Graham McEvoy admitted killing his best friend and pleaded guilty to manslaughter, but a jury decided that it was murder
Graham McEvoy admitted killing his best friend and pleaded guilty to manslaughter, but a jury decided that it was murder

A Dublin teenager who admitted stabbing his best friend to death was yesterday found guilty of his murder.

Graham McEvoy (19), of Captain's Road, Crumlin, had pleaded guilty to manslaughter.

However, after a week-long trial, the Central Criminal Court jury recorded a majority 11 to one verdict that he murdered Paul 'Paulie' Curran (23), at Seagull House, Crumlin Road, Dublin, on July 16, 2016.

It took the jury more than eight hours to reach its verdict, which came shortly before 3pm.

Mr Justice Patrick McCarthy then thanked them and exempted them from jury service for 10 years.

Stabbed

Prosecuting counsel Pieter LeVert asked for time for a statement to be prepared by the victim's family, and as a result, Mr Justice McCarthy adjourned sentencing until today.

Having been found guilty of murder, McEvoy will receive a mandatory life sentence.

Following the verdict, members of his family embraced him and broke down in tears.

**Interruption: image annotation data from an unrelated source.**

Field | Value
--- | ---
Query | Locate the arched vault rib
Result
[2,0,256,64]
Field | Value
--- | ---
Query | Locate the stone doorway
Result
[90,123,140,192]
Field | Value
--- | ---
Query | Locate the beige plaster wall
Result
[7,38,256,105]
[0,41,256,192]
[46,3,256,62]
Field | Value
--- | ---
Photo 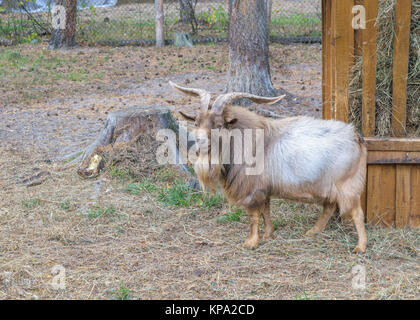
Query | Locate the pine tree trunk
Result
[179,0,193,24]
[155,0,165,47]
[48,0,77,49]
[227,0,276,104]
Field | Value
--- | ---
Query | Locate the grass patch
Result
[60,200,70,210]
[86,206,117,219]
[217,209,246,223]
[124,178,224,209]
[22,198,41,209]
[114,281,131,300]
[109,166,132,181]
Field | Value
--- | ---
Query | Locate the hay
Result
[349,0,420,137]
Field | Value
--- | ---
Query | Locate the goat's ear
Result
[247,94,286,104]
[179,111,195,121]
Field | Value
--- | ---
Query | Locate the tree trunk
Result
[227,0,276,104]
[179,0,194,24]
[155,0,165,47]
[267,0,273,30]
[48,0,77,49]
[77,106,199,188]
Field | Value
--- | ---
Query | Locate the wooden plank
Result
[409,166,420,228]
[392,0,411,137]
[366,165,395,227]
[367,151,420,164]
[362,0,378,136]
[364,138,420,152]
[329,0,337,119]
[354,0,366,56]
[395,165,412,228]
[333,0,354,122]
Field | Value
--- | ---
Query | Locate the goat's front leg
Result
[244,208,262,249]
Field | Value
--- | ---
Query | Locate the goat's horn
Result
[169,81,211,110]
[211,92,286,114]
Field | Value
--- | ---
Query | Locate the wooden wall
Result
[322,0,420,228]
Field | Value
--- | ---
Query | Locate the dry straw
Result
[350,0,420,137]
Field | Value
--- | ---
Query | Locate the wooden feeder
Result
[322,0,420,228]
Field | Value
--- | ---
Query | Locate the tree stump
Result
[77,106,198,187]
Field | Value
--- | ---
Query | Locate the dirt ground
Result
[0,44,420,299]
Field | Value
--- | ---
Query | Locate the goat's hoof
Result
[244,239,258,249]
[353,246,366,253]
[305,229,319,238]
[263,233,274,240]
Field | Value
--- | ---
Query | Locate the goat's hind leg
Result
[244,208,262,249]
[305,203,337,237]
[350,198,367,253]
[263,199,274,240]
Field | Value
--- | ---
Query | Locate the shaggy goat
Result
[170,82,367,252]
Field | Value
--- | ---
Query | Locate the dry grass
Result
[0,42,420,299]
[0,159,420,299]
[350,0,420,136]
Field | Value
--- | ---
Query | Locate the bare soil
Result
[0,45,420,299]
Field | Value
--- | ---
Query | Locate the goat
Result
[169,81,367,253]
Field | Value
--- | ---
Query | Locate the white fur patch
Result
[266,117,360,187]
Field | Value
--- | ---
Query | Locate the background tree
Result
[227,0,276,104]
[155,0,165,47]
[178,0,198,33]
[49,0,77,49]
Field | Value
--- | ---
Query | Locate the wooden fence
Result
[322,0,420,228]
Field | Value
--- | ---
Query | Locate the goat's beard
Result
[194,152,221,193]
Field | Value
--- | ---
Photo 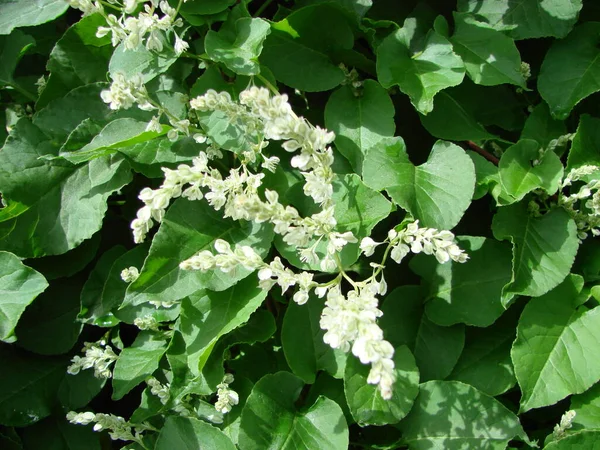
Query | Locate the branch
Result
[464,141,500,166]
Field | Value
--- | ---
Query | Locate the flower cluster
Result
[360,220,469,264]
[558,165,600,240]
[67,411,156,442]
[67,340,119,379]
[215,373,240,414]
[66,0,189,55]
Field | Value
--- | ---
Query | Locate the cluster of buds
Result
[67,340,119,379]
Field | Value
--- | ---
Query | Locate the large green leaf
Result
[498,139,563,200]
[0,119,131,257]
[125,198,273,305]
[0,0,69,34]
[0,343,67,427]
[511,275,600,411]
[363,137,475,230]
[260,3,354,92]
[154,416,235,450]
[204,17,271,75]
[238,372,348,450]
[377,22,465,114]
[344,345,419,426]
[450,13,525,87]
[492,203,579,297]
[410,236,511,327]
[399,381,525,450]
[570,383,600,429]
[458,0,582,39]
[448,309,518,396]
[281,296,346,384]
[275,174,392,270]
[325,80,396,174]
[112,331,167,400]
[178,276,267,375]
[538,22,600,119]
[0,252,48,342]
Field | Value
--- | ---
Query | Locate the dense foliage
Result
[0,0,600,450]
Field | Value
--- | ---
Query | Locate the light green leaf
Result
[458,0,582,39]
[410,236,512,327]
[569,383,600,429]
[511,275,600,412]
[154,416,235,450]
[538,22,600,119]
[544,430,600,450]
[448,309,518,397]
[0,119,131,257]
[260,3,354,92]
[0,252,48,342]
[281,296,346,384]
[450,13,526,87]
[0,345,67,427]
[344,345,419,426]
[567,114,600,172]
[108,42,177,83]
[125,198,273,305]
[178,276,267,375]
[275,174,392,270]
[112,331,167,400]
[399,381,526,450]
[204,17,271,75]
[498,139,563,201]
[325,80,396,174]
[492,203,579,297]
[0,0,69,34]
[238,372,348,450]
[377,23,465,114]
[363,137,475,230]
[15,278,83,355]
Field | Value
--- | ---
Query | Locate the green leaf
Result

As he was led away, he told them: "Don't worry, it's only an extra few years."

The trial heard from Deputy State Pathologist Dr Linda Mulligan that Mr Curran was stabbed at least six times.

She said the fatal wound was made under Mr Curran's left armpit and went through the upper lobe of the left lung. At a depth of nine or 10 centimetres, it caused significant bleeding and collapse of the left lung, leading to respiratory collapse and death.

Blood loss through other wounds to the backs of his legs contributed to his death, added Dr Mulligan, and an incised wound to his left forearm was most likely a defensive injury.

The injuries to his legs appeared to travel in an upward direction. This suggested that Mr Curran was at a higher level, such as on stairs, when those wounds were inflicted, Dr Mulligan told the court.

During garda interviews, McEvoy said he had met Mr Curran at Seagull House to sell him half an ounce of cocaine, but when he asked for his money, Mr Curran pulled a knife and tried to slash him.

In the scuffle that followed, the two men slipped to the floor, and McEvoy said he took the knife from Mr Curran and stabbed him.

Defence barrister Barry White argued that McEvoy was acting in self-defence but had used excessive force and should therefore be convicted of manslaughter and not murder.

The prosecution said the three knife wounds to the backs of Mr Curran's legs - which the pathologist said went in an upward direction - showed that the deceased was trying to get away rather than scuffling on the ground.

There was also the evidence of a teenage girl, who said McEvoy called her earlier that day looking for Mr Curran and said something about "nearly getting a stripe" on his face and that he "got it over Paulie".

Responsibility

In his charge to the jury, Mr Justice McCarthy explained that McEvoy's plea to the lesser charge meant that he accepted responsibility for the killing but that at the time did not intend to kill or cause serious injury.

The judge said any person is entitled to defend themselves in a way that is proportionate with the threat, but in circumstances in which the level of force used is not reasonable, the person might still not be guilty of murder.

He said the prosecution would still have to prove beyond reasonable doubt that the accused knew that the force used was excessive.

If the prosecution failed to prove this, then the accused should be found not guilty of murder but guilty of manslaughter, he added.

However, if the jury was satisfied beyond reasonable doubt that he knew at the time that the force he was using was excessive, he said it should find him guilty of murder.